It's recognition more than 70 years in the making.

Eight U.S. service members shot down and captured while fighting Hitler’s Nazi regime finally received long overdue Prisoner of War medals during a ceremony Wednesday at the Pentagon. For decades, the airmen were denied POW status, even though they crashed over Germany and were later held in a prison camp in Wauwilermoos, Switzerland. But after a grandson of one of the airmen fought a 15-year battle to show what they had gone through, including the daring escapes that allowed them to get back to the fight, the Pentagon reversed course. 

USAF Chief of Staff Gen. Mark Welsh III presented the medals to eight of the veterans and one of their grandsons during the ceremony. The Air Force authorized the awarding of the medal to 143 USAAF airmen last year following a change in criteria. Army Air Corps First Lieutenant James Mahon, 91, was among those honored, some 70 years after his imprisonment after he and the rest of his B-17 crew were captured.

"It’s the kind of courage we read about in books, that people make movies about," Welsh said of the valor shown by the airmen. "But make no mistake about it, these men have that type of courage … and boy, did these guys saddle up.”

"It’s the kind of courage we read about in books, that people make movies about."

- Air Force Chief of Staff Gen. Mark Welsh III

Mahon, a longtime New Jersey resident who now lives in a New Hampshire nursing home, told the Courier-Post he was thrilled about the news earlier this month.

“Great! We were happy to be alive so we could come home,” Mahon told the newspaper.

Mahon said he would be accompanied to Wednesday’s ceremony with his son, Patrick, who saw his father’s decades-long fight with the Department of Defense denied because of Switzerland’s neutrality.

“The only difference between this camp and the German prison camps was that this one was easier to escape from,” Patrick Mahon told the newspaper.

The elder Mahon was a bombardier and a navigator when his plane crash-landed during a mission of the 429th Squadron, Second Bombardment Group from Italy to Germany.

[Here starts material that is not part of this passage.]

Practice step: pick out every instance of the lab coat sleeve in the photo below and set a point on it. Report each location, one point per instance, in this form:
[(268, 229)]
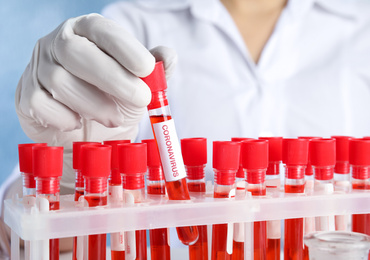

Mahon, according to military reports, made two attempts to escape Switzerland but was caught and imprisoned. On Dec. 29, 1944, Mahon, using a forged pass, escaped again and managed to reach Zurich, where he contacted American consul officials. He was later escorted to the French border by a guide whom he then traveled to Italy with in early 1945.

Lt. Col. Maureen Schumann, an Air Force spokeswoman at the Pentagon, has said Mahon and other Swiss prisoners did not meet the criteria for the POW Medal until last year when Congress approved the National Defense Authorization Act, which revised the U.S. law on POW first created in 1985.

The Air Force approved the medals following a tireless, 15-year fight by one of the imprisoned aviators' grandsons: Army Maj. Dwight Mears, an assistant professor of history at West Point, Iraq war veteran and the grandson of Lt. George Mears, a B-17 pilot who died in 1972.

"It's a little surreal," Maj. Mears said after Wednesday's ceremony. "I've been working on this for over a decade. I wasn't willing to bank on this happening; I hope it provides closure."

One of the recipients, Technical Sgt. Alva Moss, told the Chicago Tribune he was contacted about five years ago by Dwight Mears, who discovered that the captives were essentially denied POW status by the Veterans Administration because they were held by nonenemies during war, although the agency would consider captives POWs if they were held in such conditions during peacetime.

"Without him, there wouldn't have been anything done," Moss told the newspaper of Mears.

Still, Moss was apparently a skeptic.

"I'll believe it when I see it," he said last year.

Fox News' Jennifer Griffin, Nick Kalman, Anne Marie Riha and Joshua Rhett Miller contributed to this report.